Yo que trabajo como cantinero, que desde la barra distribuyo tragos con la generosidad de un príncipe y que llevó veinte años conservado en los mejores alcoholes, me permito afirmar que una ciudad sin bares es como un hogar sin madre.
Los bares son una patica de gallina en el rostro de la ciudad.
Los bares son auténticos oasis adonde las personas llegan a buscar todo eso que han perdido en la rutina del trabajo: son espacios para el ocio, para el placer y la alegría, para la socialización, para el amor, para el complot, que es lo mismo que el amor, para el debate, para el chismorreo. Como dice George Steiner, el bar “es el club del espíritu, y la lista de correos de los que no tienen domicilio”.
En los bares la gente se transforma: los hombres dejan a un lado las mezquindades y se hacen generosos, y las mujeres se vuelven más bellas. Si el mundo fuera todo un bar, otro gallo cantaría.
En los bares se conciertan amistades, amores, negocios, ilusiones. Algunas de las decisiones que más han influido en la historia de las sociedades se han tomado en bares. Algunas de las obras que más dignifican a la humanidad se han concebido y hasta realizado en bares: en Lisboa hay un bar donde los clientes pueden fotografiarse con Fernando Pessoa en la mesa donde él se sentaba en las tardes y en las noches a leer, a escribir o a meditar mientras comía bacalao acompañado con vino verde. En la Bodeguita del Medio, en el centro de La Habana, a Ernest Hemingway se le ocurrió El viejo y el mar. Ni hablar de los pintores franceses del siglo IX y comienzos del XX. En un bar murió Dylan Thomas en 1953, en New York, después de ingerir dieciocho whiskies seguidos. En un bar, Manuel Mejía Vallejo contempló que “el infierno es un lugar donde sólo se sirven pasantes”. En un bar, Malcolm Lowry, muerto a causa de la carga excesiva de alcohol, compuso el poema Sin el dragón nocturno.
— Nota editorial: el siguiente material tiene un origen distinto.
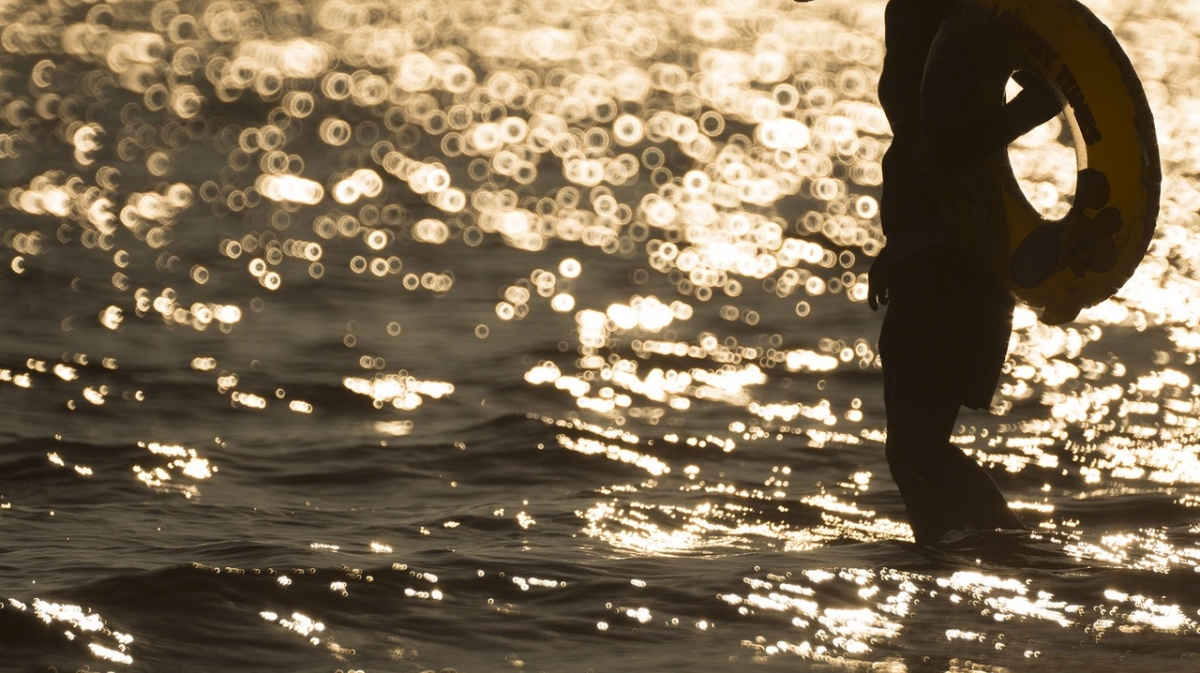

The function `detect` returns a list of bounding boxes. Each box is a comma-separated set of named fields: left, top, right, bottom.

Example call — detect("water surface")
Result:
left=3, top=1, right=1200, bottom=671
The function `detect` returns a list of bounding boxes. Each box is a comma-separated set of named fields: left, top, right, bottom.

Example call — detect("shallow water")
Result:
left=3, top=0, right=1200, bottom=671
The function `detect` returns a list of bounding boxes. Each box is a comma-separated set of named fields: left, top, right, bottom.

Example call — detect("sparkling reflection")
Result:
left=2, top=0, right=1200, bottom=670
left=6, top=598, right=136, bottom=665
left=132, top=441, right=215, bottom=498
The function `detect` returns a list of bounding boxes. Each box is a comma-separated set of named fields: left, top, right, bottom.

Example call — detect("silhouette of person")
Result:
left=832, top=0, right=1059, bottom=545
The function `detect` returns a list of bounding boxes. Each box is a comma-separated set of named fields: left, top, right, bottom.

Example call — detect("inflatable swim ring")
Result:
left=920, top=0, right=1160, bottom=325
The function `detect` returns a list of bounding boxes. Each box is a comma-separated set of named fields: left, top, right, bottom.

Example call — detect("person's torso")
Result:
left=878, top=0, right=961, bottom=237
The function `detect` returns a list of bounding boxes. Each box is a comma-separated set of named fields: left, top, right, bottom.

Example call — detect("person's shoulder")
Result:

Los bares son templos de la diversidad y a ellos llega todo tipo de gente: poetas, putas, maricas, maridos, solteros, y hasta gente peor. Sin embargo, los bares se van especializando en públicos determinados por la edad, por ciertas preferencias y aficiones, por los estratos socioeconómicos, por los oficios: en Guayaquil había un bar donde se reunían, a la espera de que fueran a contratarlos, los albañiles especializados en el vaciado de planchas; incluso allí se les podía encontrar con sus propias herramientas.
Los bares son espacios de democratización: el fulano a quien le niegan la entrada a un club social siempre tendrá abiertas las puertas de los bares.
Un buen bar es aquel que permite concebir ideas para luego parirlas en forma de arte. Es un lugar disponible para cualquier tipo de expresión artística. Los debemos tener como una especie de teatrinos donde todas las personas puedan hallar un recinto íntimo. He conocido amigos que parten de viaje y al regresar lo primero que hacen es ir a su bar, como si quisieran constatar que su lugar sagrado sigue intacto.
Los bares son un último reducto de ciertas prácticas que en otro tiempo hacían parte de nuestra cultura y movían nuestra economía, como es el valor de la palabra empeñada, que se materializa en el fiado. Un bar donde no fíen es un cementerio y su propietario no merece el perdón de Dios. El cantinero sabe que negocio que no dé para fiar no es negocio.
Los bares son la casa natural de personajes que hacen más pintoresca y plena la fauna humana; el goterero, el manirroto, el mujeriego, el hablantinoso, el callado, el copisolero, el borrachito, el informado, el que sabe todas las canciones y las canta.
El cantinero tiene que desempeñar, en uno solo, numerosos oficios: sicólogo para aconsejar, sacerdote para absolver, prestamista para fiar, crítico de arte y de todo para opinar, juez para conciliar, celestina para lo que sabemos. Por eso no podría formarse en una academia; tendría que pasar por todas las academias.
El cantinero tiene que ser tolerante, amigable, discreto, capaz de beber de todo sin emborracharse, creativo.
Esta pequeña letanía es para insistir en que es posible materializar el sueño de que los bares se usen como recinto para la programación cultural estatal, sobre todo cuando es tanta la escasez de espacios para el teatro, la música, la danza.
Porque estamos de acuerdo con Robert Musil cuando dice: “Nosotros que nos imaginábamos el Estado como un hotel donde todos merecíamos buena atención”.
Recuerden que “para que haya un pueblo se necesitan una iglesia y un bar”.